I'm sorry, but I don't understand your point here - are you saying that we should have asked you whether your results were preliminary or not? Don't you think we would have gotten a biased answer?
It was one among the stated goals of the EclipseCon program to make the
decision making progress transparent and to involve the community. To
me, this does not seem to have worked in this case. If others feel that
I am not completely mistaken I would welcome a discussion on how to
improve the process for future EclipseCons.
  
It *is* our goal to make the process open and transparent and we believe that we are doing so. Rich Gronback, myself, the Technology PMC, and the entire EclipseCon Program Committee would be happy to listen to ideas about how to make it even more open and transparent. I can imagine a number of changes to the process, but each of them is a trade-off of some kind.
  • For example, we could have a longer period for the community to comment on the submissions (perhaps two months?). However, that would require that the talks be submitted even early and thus be even less cutting-edge than they are now. We try hard to minimize the gap between submission date and presentation date so that the results are as fresh as possible. Even now our gap is 3-4 months. If we had a longer review period, that gap could increase to academic conference lengths of 5-6 months.
  • For example, we could have the review period not be the month of December - a month when many people are on holidays, planning their holidays, or working on year end projects. Moving the reviews to November might enable more people to have time to comment - unfortunately, at the expense of a longer submission-to-presentation gap. Moving the reviews to January might also enable more people to comment, but that would delay the publication of the program until February, a mere four weeks before the conference (a short gap!) which would directly lead to a much lower conference attendance. Experience has shown that publishing the program at least three months in advance is necessary for people to get travel approval, etc.
  • For example, we could also have used community voting more heavily. We tried that last year and we discovered that (a) not many people voted in spite of various inducements and (b) marketing departments at certain companies had get-out-the-vote efforts for talks by their product people which seriously distorted the voting. The Technology PMC chose to discount the community votes that did not include written comments to try to avoid that exact bias.

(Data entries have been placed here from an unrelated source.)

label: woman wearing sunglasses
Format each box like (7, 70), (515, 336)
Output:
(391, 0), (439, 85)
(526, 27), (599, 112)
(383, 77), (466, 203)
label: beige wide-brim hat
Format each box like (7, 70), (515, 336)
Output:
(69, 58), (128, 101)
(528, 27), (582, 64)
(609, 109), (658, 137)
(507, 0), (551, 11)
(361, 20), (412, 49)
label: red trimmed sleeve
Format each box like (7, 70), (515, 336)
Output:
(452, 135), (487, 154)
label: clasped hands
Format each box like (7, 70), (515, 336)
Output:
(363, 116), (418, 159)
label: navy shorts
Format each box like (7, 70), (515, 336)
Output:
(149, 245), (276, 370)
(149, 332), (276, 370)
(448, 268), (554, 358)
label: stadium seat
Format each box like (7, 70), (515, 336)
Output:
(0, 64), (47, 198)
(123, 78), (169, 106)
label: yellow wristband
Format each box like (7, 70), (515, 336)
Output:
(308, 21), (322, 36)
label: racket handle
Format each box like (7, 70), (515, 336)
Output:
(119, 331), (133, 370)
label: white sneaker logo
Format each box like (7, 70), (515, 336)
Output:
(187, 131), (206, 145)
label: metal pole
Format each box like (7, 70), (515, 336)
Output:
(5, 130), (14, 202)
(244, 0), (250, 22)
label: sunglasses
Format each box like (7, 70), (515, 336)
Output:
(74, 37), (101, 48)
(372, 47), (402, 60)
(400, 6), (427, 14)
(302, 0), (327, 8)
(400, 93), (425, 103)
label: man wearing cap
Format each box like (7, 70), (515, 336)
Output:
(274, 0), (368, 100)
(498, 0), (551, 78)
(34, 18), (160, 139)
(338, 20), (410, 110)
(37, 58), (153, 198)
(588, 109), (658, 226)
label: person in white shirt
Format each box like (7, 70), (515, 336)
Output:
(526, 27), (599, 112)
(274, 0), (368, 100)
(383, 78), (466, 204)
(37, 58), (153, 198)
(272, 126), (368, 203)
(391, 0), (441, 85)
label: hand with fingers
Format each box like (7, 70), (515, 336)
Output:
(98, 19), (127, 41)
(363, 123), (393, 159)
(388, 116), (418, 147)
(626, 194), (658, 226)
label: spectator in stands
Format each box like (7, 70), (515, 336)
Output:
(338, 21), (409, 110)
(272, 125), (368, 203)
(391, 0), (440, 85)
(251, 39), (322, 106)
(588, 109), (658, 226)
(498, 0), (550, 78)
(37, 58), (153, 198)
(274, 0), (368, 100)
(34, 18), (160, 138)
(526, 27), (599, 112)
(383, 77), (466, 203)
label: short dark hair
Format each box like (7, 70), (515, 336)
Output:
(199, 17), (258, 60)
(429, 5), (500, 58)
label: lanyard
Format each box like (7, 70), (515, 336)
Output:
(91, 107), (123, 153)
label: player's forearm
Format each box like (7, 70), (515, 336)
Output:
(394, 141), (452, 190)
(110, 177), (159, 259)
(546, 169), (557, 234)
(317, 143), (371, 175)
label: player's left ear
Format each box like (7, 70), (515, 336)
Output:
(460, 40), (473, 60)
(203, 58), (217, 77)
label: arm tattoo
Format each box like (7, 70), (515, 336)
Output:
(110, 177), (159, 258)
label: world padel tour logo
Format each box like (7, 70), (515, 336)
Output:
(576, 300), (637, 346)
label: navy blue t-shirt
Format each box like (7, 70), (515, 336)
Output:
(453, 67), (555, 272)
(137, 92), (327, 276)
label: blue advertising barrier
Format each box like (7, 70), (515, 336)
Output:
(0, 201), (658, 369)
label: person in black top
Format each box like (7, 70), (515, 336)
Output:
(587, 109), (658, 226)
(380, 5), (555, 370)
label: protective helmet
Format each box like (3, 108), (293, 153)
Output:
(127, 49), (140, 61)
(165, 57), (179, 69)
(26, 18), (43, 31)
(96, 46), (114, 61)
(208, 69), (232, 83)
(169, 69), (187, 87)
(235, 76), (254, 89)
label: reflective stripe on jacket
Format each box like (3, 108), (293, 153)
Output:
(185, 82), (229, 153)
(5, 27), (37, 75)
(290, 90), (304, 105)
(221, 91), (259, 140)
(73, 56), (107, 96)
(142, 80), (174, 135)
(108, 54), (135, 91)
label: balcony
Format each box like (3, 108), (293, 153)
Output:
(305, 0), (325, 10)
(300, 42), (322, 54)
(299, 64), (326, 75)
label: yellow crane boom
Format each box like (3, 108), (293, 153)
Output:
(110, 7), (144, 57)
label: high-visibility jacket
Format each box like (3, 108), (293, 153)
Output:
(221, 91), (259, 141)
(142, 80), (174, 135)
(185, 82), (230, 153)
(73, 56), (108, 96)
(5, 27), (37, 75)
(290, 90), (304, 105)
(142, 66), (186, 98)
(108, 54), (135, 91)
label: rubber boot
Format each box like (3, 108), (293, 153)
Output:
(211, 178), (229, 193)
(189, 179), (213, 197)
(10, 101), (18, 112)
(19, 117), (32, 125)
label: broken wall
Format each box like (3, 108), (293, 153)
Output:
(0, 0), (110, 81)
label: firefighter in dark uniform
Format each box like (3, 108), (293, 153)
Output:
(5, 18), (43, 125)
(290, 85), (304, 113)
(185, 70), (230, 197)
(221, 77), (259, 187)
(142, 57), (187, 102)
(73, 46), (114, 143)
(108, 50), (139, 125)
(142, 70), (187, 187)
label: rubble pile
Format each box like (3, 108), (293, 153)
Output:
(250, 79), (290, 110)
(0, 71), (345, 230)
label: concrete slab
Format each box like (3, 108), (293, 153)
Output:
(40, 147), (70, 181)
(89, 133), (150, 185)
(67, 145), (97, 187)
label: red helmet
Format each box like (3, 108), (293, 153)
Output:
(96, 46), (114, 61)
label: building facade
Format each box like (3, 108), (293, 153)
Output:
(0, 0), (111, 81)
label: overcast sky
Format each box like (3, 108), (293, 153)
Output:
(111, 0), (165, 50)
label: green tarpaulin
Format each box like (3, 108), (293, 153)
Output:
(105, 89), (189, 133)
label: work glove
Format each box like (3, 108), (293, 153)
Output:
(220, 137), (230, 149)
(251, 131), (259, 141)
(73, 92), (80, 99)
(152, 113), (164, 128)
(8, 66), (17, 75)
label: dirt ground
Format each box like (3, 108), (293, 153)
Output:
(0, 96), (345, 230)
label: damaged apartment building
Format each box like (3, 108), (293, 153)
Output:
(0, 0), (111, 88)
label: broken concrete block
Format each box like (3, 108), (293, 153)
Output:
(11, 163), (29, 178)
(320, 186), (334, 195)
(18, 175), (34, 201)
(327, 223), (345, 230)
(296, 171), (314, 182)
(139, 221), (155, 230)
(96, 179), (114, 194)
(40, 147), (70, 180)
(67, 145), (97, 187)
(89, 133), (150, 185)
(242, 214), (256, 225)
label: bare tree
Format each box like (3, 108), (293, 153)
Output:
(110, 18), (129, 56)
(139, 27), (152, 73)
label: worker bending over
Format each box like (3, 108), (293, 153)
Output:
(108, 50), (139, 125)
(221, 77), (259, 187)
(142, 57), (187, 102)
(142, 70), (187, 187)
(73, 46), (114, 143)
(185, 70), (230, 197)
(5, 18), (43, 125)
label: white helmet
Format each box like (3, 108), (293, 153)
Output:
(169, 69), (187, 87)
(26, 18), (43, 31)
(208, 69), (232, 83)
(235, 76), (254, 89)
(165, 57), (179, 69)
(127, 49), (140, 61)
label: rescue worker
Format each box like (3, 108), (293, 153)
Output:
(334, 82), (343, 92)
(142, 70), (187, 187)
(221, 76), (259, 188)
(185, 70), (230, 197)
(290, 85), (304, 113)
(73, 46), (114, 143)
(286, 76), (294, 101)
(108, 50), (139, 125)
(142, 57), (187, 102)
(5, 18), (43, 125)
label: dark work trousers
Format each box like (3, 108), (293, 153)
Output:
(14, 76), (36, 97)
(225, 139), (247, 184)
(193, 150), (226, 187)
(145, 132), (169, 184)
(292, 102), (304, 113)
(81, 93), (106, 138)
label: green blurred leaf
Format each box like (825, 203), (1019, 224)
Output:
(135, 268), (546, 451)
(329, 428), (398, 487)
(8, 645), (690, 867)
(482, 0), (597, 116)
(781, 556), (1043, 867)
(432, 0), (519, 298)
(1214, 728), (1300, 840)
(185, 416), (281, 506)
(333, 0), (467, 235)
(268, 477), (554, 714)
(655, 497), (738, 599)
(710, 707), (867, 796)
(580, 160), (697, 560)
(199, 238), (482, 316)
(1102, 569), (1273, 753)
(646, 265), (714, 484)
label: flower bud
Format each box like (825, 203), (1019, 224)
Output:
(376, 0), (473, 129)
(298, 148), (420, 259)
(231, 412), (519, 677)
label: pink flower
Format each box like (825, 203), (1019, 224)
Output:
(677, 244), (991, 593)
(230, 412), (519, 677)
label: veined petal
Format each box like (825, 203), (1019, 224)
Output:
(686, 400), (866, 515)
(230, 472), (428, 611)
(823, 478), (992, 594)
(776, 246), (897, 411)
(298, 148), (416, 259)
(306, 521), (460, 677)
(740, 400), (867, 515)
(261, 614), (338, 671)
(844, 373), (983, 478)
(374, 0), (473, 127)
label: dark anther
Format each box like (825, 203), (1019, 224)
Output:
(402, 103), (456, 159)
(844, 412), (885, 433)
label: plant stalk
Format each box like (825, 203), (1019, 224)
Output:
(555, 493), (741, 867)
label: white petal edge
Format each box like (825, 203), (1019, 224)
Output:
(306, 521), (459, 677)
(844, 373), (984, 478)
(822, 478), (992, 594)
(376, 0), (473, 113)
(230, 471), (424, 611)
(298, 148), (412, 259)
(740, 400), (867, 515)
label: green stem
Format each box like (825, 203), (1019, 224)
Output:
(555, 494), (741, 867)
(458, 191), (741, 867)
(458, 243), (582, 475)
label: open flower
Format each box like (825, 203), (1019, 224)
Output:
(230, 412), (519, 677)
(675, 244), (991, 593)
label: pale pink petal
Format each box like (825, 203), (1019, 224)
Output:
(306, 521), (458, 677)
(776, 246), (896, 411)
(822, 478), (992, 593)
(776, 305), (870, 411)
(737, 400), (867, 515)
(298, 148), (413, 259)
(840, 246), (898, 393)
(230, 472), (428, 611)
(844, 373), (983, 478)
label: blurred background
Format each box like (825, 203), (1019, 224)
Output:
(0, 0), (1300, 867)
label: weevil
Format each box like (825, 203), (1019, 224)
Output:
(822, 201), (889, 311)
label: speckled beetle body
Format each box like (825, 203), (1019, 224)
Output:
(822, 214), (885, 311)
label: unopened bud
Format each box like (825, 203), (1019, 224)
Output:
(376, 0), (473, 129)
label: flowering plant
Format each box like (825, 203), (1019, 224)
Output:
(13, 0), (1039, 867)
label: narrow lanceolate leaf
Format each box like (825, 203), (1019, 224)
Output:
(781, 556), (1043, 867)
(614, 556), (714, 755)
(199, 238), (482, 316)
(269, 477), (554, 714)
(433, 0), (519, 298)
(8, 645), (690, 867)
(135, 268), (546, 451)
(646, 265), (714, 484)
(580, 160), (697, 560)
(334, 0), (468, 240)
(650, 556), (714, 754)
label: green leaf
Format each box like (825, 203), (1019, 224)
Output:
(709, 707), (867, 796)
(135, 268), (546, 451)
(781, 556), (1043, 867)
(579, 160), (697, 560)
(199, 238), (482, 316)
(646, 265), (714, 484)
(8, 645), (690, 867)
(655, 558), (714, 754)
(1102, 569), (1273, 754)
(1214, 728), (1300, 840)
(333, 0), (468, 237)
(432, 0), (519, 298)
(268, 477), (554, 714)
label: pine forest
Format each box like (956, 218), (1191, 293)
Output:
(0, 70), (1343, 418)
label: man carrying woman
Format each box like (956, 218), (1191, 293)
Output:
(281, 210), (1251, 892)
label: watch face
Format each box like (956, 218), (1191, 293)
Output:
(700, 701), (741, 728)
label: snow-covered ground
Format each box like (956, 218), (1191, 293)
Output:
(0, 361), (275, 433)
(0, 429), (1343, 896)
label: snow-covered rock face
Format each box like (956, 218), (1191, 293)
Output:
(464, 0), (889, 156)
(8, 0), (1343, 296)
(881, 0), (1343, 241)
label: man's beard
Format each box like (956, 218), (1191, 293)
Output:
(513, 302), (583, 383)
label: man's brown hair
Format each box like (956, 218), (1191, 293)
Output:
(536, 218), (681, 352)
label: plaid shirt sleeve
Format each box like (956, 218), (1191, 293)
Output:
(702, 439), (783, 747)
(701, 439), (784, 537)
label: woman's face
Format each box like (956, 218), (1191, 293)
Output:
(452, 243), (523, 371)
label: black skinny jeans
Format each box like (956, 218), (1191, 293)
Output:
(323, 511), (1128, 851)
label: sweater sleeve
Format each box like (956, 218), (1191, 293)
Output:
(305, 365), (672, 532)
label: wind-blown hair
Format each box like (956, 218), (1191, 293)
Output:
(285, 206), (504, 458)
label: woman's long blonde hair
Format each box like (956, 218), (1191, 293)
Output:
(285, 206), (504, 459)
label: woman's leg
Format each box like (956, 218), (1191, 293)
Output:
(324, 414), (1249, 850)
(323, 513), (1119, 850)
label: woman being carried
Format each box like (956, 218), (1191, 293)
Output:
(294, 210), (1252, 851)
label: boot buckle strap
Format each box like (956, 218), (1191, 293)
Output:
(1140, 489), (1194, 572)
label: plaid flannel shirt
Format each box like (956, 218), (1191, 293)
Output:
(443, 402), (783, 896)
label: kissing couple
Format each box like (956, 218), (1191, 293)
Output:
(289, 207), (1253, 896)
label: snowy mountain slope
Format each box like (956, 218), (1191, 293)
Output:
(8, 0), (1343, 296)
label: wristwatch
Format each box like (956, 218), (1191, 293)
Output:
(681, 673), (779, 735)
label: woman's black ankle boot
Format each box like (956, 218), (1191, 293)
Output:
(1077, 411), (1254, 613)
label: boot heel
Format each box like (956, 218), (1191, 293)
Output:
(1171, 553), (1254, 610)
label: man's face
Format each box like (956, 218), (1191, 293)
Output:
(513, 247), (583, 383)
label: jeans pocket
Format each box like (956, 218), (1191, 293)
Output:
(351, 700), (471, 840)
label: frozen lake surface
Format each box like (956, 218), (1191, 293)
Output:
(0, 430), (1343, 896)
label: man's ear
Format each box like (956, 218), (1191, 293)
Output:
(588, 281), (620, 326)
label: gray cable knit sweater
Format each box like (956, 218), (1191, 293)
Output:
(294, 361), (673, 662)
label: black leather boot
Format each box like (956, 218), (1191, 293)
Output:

  • For example, we could insist that each PC member write a detailed review of each submission. The reality of this is that knowledgeable, but busy senior people would refuse to serve. On the Technology PMC, I would guess that both John Duimovich and Cliff Schmidt, two of the most broadly experienced and intelligent PC members, would have refused the honor. I admit that it would have been nice if the Technology PMC members had written more comments than we did, but to insist that everyone write a full review of each submission is just not practical. As you know from academic conferences, where reviewers are given only 5-6 papers to read, even there they usually do not write thoughtful and useful reviews.
  • For example, ... fill in your suggestions here... As you know, I'm personally very interested in improving things. If there's a better, more open, more transparent, way to build the EclipseCon program, I'm willing to adopt it.
So, to conclude, while I respect your opinion, I disagree with your explicit conclusion that the Technology PMC was secretive (not transparent) nor your implicit one that we are ignoring the Projects under our supervision.